More drama: Editorial on the uncertainty following the conclusion of Pakistan elections

Dubious elections continue to be a part and parcel of Pakistan’s electoral history even though the principal outcomes — instability and a weakened democracy — have serious political and economic consequences

The Editorial Board Published 21.02.24, 07:42 AM
The Pakistan national flag

The Pakistan national flag File Photo

It has been days since the elections concluded in Pakistan. But there is seemingly no end to the attendant drama and uncertainty. For starters, the talks to reach a power-sharing formula in a new coalition government featuring the Pakistan Muslim League-Nawaz and the Pakistan Peoples Party have been tortuously long-drawn. The wrangling for the power pie and, as always, the shadowy presence of the army must have added more hours to an already time-consuming presence. The nation’s nerves were then wracked further by the allegation of the former Commissioner of Rawalpindi that as many as 13 candidates from that city were declared winners by force and that the Chief Election Commissioner and the Chief Justice were involved in this sleight of hand; incidentally, Pakistan’s Human Rights Commission has also expressed its reservations about the credibility of the electoral outcome. Predictably, Imran Khan’s Pakistan Tehreek-e-Insaf — its candidates fought as independents and won a large number of seats — has demanded the ouster of both incumbents. Even though the Election Commission has constituted a committee to investigate the alleged transgression, the sanctity of the outcome of February 8 elections would continue to be questioned.

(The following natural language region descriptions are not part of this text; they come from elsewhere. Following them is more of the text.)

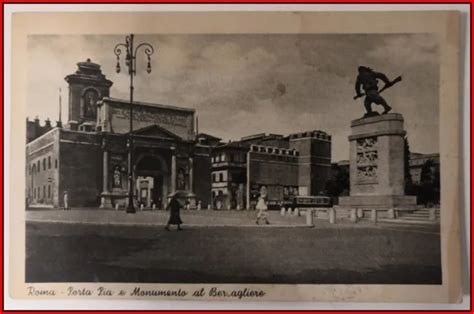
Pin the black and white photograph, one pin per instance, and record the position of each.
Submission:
(233, 158)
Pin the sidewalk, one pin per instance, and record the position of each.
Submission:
(202, 218)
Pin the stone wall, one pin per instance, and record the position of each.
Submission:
(42, 169)
(274, 168)
(314, 160)
(202, 175)
(80, 168)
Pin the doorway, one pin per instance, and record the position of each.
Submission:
(151, 181)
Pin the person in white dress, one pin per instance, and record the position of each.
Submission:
(262, 209)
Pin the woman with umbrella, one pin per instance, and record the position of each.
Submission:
(174, 207)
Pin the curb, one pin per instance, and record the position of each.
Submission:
(147, 224)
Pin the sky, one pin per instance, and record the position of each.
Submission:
(245, 84)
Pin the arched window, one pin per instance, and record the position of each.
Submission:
(89, 101)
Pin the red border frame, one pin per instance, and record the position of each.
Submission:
(467, 176)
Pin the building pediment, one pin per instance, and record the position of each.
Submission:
(156, 131)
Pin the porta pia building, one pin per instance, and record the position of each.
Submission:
(88, 155)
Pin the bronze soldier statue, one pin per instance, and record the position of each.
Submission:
(368, 80)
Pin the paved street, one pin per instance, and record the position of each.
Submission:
(342, 253)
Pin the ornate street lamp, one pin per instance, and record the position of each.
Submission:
(131, 63)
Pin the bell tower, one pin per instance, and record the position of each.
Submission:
(87, 86)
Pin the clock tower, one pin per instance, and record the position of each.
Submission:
(87, 86)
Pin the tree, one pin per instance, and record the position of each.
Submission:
(410, 188)
(427, 193)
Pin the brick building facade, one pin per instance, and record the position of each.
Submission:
(88, 155)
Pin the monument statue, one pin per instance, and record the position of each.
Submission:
(368, 80)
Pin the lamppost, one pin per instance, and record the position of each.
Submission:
(131, 63)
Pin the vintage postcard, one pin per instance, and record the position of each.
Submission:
(296, 156)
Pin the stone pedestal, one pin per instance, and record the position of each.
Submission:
(377, 175)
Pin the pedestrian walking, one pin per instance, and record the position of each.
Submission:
(65, 199)
(175, 219)
(262, 209)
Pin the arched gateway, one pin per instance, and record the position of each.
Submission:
(151, 180)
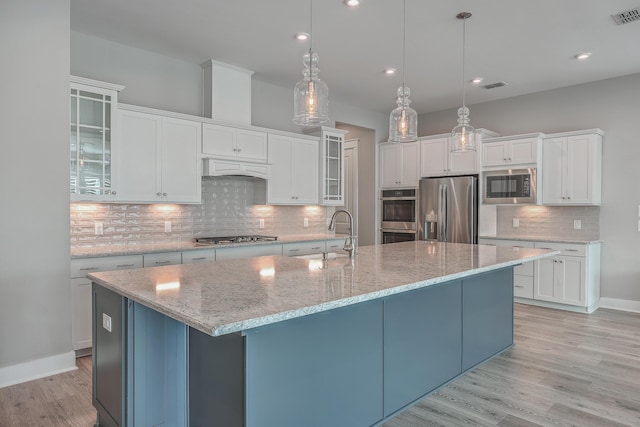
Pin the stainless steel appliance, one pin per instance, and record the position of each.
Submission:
(210, 241)
(510, 186)
(449, 209)
(399, 210)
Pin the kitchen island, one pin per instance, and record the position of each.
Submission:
(275, 341)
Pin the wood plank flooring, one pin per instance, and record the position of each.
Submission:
(567, 369)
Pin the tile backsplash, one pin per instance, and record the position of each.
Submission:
(549, 221)
(227, 209)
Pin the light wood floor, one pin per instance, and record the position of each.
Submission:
(566, 369)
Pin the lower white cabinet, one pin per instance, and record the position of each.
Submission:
(569, 280)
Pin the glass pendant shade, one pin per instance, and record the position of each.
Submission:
(403, 121)
(463, 136)
(310, 95)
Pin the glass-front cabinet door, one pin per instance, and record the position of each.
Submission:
(92, 107)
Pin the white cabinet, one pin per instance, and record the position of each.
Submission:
(81, 318)
(523, 274)
(294, 171)
(571, 169)
(399, 164)
(159, 159)
(232, 143)
(511, 151)
(436, 159)
(248, 251)
(571, 278)
(160, 259)
(331, 181)
(92, 142)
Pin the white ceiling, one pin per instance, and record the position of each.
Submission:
(529, 44)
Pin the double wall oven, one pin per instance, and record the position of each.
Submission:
(398, 211)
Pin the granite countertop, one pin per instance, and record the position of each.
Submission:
(113, 250)
(543, 239)
(235, 295)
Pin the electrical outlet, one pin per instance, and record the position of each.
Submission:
(106, 322)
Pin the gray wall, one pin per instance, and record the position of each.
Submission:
(34, 180)
(612, 105)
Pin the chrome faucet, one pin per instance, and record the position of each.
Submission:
(348, 242)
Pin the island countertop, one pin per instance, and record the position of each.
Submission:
(231, 296)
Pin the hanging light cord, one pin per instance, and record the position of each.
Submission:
(464, 37)
(404, 36)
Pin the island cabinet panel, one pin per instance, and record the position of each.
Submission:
(422, 343)
(216, 380)
(317, 371)
(487, 316)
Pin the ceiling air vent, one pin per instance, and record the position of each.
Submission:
(627, 16)
(494, 85)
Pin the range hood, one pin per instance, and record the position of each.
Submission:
(217, 167)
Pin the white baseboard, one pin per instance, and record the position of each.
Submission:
(39, 368)
(620, 304)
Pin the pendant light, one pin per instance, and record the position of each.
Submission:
(403, 121)
(310, 95)
(463, 136)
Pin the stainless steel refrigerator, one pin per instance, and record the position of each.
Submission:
(448, 209)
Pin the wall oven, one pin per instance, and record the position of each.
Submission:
(510, 186)
(398, 211)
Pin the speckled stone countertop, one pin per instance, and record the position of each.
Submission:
(543, 239)
(99, 251)
(224, 297)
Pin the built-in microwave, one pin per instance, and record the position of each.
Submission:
(509, 186)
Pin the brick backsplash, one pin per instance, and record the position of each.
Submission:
(227, 209)
(549, 221)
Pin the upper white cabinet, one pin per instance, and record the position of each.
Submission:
(159, 159)
(511, 151)
(399, 164)
(232, 143)
(92, 108)
(572, 168)
(331, 166)
(294, 171)
(436, 159)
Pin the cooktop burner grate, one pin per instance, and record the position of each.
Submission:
(209, 241)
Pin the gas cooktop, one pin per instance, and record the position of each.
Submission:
(210, 241)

Dubious elections continue to be a part and parcel of Pakistan’s electoral history even though the principal outcomes — instability and a weakened democracy — have serious political and economic consequences. The international community — India and China are among the countries that are affected — finds it difficult to deal with a government perpetually on crutches. There is speculation that the current spell of uncertainty may even adversely affect Pakistan’s impending deal with the International Monetary Fund. The Economist Intelligence Unit has recently downgraded Pakistan to an “authoritarian regime”. But the tragedy is that Pakistan’s citizens are not compli­cit in this erosion of democracy. Even in this election, the citizens’ voice rang loud and there were institutional attempts to distort their verdict. De­mocracy’s devouring in Pakistan has been aid­ed and abetted by institutions — not only by the army but also the judiciary and the Election Commission on this occasion, if the latest allegations have any merit. This should make other functioning democracies realise that their weakening — even implosion — can take place from within.